As described above, since the hermetic compressor and the refrigeration apparatus according to the present invention can improve the durability of the hermetic compressor, it is not limited to household use such as an electric refrigerator or an air conditioner. It can be widely applied to refrigeration devices such as cases and vending machines.

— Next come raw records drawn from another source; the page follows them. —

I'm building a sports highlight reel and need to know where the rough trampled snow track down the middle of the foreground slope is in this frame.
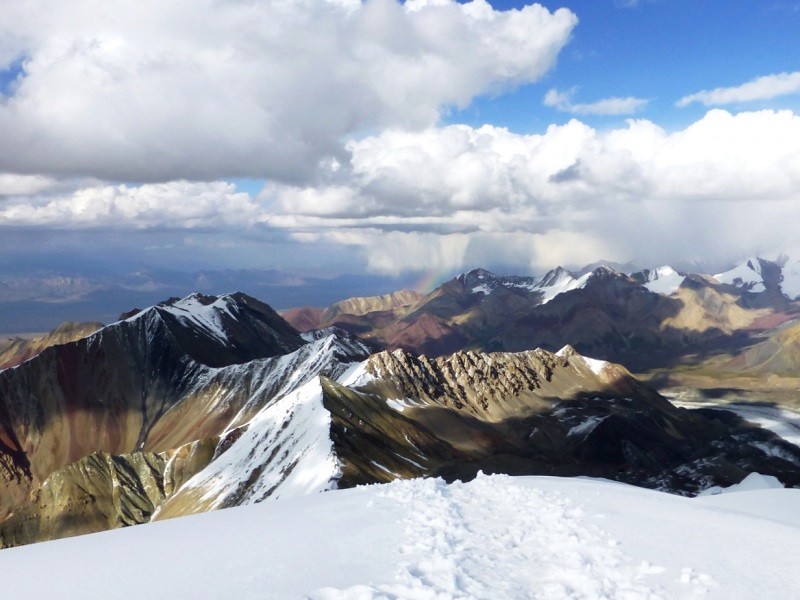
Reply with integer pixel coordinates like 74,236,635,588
310,476,663,600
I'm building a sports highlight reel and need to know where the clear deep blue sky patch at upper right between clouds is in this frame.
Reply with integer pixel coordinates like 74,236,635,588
447,0,800,133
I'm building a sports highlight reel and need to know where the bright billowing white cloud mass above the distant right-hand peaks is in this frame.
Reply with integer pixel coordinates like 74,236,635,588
265,109,800,273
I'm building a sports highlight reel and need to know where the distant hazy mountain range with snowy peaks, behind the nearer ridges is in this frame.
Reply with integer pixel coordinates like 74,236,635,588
287,262,797,370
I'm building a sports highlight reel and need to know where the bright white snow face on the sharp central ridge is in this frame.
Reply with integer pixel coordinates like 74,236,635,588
155,335,370,508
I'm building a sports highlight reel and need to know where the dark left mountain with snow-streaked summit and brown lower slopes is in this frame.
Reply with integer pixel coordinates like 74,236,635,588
0,295,306,518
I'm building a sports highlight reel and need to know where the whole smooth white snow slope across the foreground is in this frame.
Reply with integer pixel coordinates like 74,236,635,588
0,475,800,599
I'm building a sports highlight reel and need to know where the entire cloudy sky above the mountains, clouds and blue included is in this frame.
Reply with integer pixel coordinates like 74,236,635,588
0,0,800,298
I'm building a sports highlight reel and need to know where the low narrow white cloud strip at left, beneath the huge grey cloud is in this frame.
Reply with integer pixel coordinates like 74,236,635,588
0,181,261,230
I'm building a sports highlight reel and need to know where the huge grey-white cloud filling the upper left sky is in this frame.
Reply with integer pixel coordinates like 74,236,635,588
0,0,577,182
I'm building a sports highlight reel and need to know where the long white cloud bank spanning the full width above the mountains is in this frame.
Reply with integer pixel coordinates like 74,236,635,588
0,109,800,274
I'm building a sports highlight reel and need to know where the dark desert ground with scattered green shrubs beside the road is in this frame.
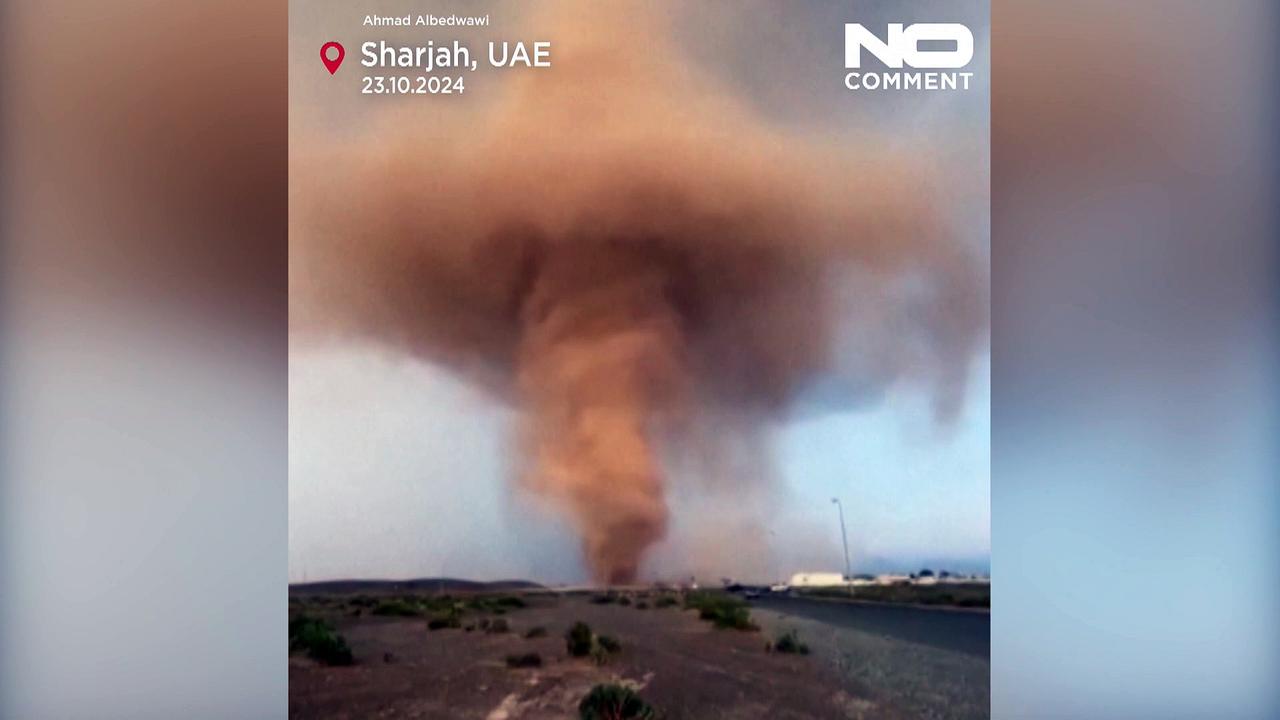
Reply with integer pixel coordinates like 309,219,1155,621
289,589,989,720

DESCRIPTION OF SYMBOLS 102 Sealing container 104 Electric element 106 Compression element 126 Shaft 128 Cylinder block 130 Piston 132 Connection means 134 Eccentric shaft 136 Main shaft 142 Cylinder 144 Bearing 150 Stator 152 Rotor 166 Cylinder 168 鍔 305 Refrigerant circuit 306 Compressor 307 Radiator 308 Pressure reducing device 309 Heat absorber

Claims

In an airtight container, an electric element and a compression element driven by the electric element are accommodated,
The compression element includes a shaft composed of a main shaft and an eccentric shaft, a cylinder block having a bearing and a cylinder for supporting the main shaft of the shaft, a piston reciprocating in the cylinder, the eccentric shaft, and the A connecting means for connecting the piston,
The electric element is an outer rotor type motor including a stator and a rotor arranged coaxially with the stator so as to surround an outer periphery of the stator, and a steel cylinder is fixed to the shaft. A hermetic compressor in which the rotor is welded and fixed to the steel cylinder.
The hermetic compressor according to claim 1, wherein the steel cylinder is fixed to the shaft by shrink fitting.
The hermetic compressor according to claim 1, wherein the steel cylinder is fixed to the shaft by press-fitting.
The hermetic compressor according to claim 1, wherein the steel cylinder is fixed to the shaft with an adhesive.
The hermetic compressor according to any one of claims 1 to 4, wherein a flange is attached to an end of the steel tube on an eccentric shaft side.
The hermetic compressor according to any one of claims 1 to 5, wherein the electric element is driven by an inverter circuit at a plurality of rotation speeds.
A refrigeration apparatus using the hermetic compressor according to any one of claims 1 to 6.